🤖 AI Summary
This work proposes a high-accuracy, lightweight object detection framework tailored for low-cost FPGA platforms. Building upon the YOLOv3-tiny architecture, the design employs a binary neural network (BNN) featuring 1-bit weights and 8-bit activations, while retaining fixed-point convolutions in the first and last layers. A novel channel compensation fusion strategy is introduced, integrating the Mul_prev operation directly into the BNN processing unit to enhance channel-wise compensation efficiency. The system is fully implemented in Verilog RTL and supports end-to-end deployment from ONNX models to FPGA BRAM storage. Evaluated on the VOC dataset, the approach achieves 39.6% mAP50 with only 0.098 GFLOPs and 0.74M parameters.
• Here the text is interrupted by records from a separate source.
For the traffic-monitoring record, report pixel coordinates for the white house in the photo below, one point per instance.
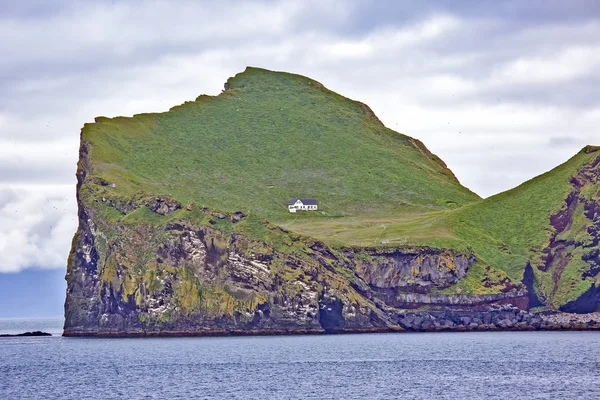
(303, 205)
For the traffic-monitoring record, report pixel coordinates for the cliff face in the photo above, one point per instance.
(153, 255)
(173, 276)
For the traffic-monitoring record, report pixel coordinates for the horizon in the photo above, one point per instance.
(502, 93)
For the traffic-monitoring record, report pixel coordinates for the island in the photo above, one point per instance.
(185, 226)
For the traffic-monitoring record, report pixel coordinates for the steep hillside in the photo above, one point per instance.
(268, 138)
(551, 222)
(184, 230)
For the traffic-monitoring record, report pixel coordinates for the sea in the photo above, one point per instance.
(495, 365)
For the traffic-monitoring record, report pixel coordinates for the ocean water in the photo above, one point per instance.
(523, 365)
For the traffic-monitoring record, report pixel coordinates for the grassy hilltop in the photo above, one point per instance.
(272, 136)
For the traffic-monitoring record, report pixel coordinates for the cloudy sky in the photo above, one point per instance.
(501, 90)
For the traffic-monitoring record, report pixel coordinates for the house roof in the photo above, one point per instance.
(308, 202)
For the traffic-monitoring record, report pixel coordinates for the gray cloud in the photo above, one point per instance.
(502, 91)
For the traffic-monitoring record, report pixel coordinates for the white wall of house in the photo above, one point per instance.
(298, 205)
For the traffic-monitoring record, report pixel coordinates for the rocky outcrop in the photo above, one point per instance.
(574, 244)
(187, 270)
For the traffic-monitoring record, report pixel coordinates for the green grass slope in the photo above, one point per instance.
(542, 222)
(270, 137)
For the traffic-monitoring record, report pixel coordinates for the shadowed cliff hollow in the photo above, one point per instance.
(184, 228)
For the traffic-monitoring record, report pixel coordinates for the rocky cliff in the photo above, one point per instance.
(153, 255)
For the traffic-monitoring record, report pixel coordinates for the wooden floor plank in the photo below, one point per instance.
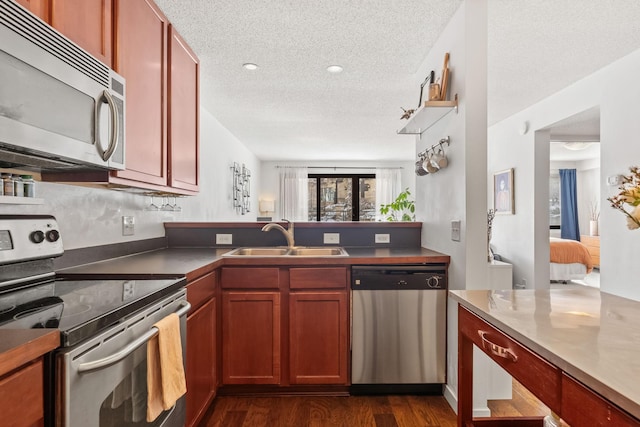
(330, 411)
(385, 420)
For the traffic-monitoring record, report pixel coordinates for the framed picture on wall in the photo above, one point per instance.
(504, 192)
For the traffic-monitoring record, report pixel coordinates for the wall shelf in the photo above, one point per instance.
(11, 200)
(428, 115)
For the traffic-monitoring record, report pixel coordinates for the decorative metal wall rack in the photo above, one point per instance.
(241, 188)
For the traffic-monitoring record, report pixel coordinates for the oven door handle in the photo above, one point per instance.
(130, 348)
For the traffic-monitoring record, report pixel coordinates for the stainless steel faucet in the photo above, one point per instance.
(288, 233)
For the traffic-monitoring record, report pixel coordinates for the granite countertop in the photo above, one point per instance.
(194, 262)
(591, 335)
(20, 346)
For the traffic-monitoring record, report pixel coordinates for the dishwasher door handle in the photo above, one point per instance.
(129, 348)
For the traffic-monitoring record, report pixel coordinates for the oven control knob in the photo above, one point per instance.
(37, 236)
(53, 235)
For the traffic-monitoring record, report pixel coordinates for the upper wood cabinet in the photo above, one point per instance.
(86, 22)
(141, 57)
(40, 8)
(184, 114)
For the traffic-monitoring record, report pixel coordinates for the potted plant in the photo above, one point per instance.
(401, 209)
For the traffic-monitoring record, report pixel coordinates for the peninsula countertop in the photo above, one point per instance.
(193, 262)
(591, 335)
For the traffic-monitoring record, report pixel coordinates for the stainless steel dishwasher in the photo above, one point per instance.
(398, 342)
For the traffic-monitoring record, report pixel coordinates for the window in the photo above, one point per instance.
(342, 197)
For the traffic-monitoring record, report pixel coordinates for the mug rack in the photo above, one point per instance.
(446, 140)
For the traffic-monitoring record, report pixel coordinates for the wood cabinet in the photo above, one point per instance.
(285, 326)
(593, 246)
(40, 8)
(184, 114)
(318, 334)
(141, 57)
(162, 73)
(22, 396)
(201, 360)
(251, 337)
(86, 22)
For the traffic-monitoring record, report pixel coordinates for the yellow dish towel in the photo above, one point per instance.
(165, 371)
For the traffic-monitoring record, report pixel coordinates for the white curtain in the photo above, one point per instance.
(294, 193)
(388, 186)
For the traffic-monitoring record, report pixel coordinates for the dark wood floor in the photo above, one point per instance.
(356, 411)
(353, 411)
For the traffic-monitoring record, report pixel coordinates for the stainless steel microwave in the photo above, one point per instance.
(60, 108)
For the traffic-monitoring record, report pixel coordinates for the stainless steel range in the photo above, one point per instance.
(97, 377)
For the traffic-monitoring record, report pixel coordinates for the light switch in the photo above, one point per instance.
(382, 238)
(224, 239)
(455, 230)
(331, 238)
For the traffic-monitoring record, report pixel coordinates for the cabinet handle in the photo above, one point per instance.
(495, 349)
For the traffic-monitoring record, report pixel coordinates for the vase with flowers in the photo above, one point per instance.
(629, 195)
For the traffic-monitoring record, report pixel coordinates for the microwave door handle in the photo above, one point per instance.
(130, 348)
(113, 142)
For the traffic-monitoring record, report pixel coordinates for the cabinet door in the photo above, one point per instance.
(86, 22)
(184, 114)
(318, 337)
(251, 337)
(40, 8)
(22, 397)
(141, 57)
(201, 361)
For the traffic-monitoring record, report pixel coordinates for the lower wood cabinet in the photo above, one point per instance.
(201, 359)
(318, 335)
(22, 397)
(251, 337)
(285, 326)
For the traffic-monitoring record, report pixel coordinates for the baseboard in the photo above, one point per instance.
(452, 400)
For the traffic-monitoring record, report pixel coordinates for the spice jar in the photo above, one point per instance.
(29, 185)
(18, 189)
(7, 184)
RTL simulation outputs exhibit strong agreement with ONNX predictions, yielding a correlation coefficient of 0.999964 and an average absolute error of 0.020027.
📝 Abstract
This paper implements a Binary Neural Network (BNN) based YOLOv3-tiny-like object detector on a low-cost FPGA. The network takes 320*320*3 RGB images as input. Its main convolution layers use 1-bit weights and 8-bit activations, while Conv1 and the final detection head use fixed-point standard convolutions. From the trained ONNX model, weights, biases, and quantization parameters are extracted, converted to fixed point, packed into COE files, and stored in Vivado BRAM ROMs. The hardware is written fully in Verilog RTL and includes padding, line buffering, binary convolution, quantization post-processing, max pooling, and detection-head computation. For layers where Mul_prev is indexed by input channel and Div_current by output channel, Mul_prev is fused in-to the BNN PE so that channel-wise compensation is applied during accumulation. On VOC, the model obtains 39.6% mAP50 with 0.098 GFLOPs and 0.74 M parameters. RTL simulation shows that the final raw detection output reaches a correlation coefficient of 0.999964 and a mean absolute error of 0.020027 against the corresponding ONNX node.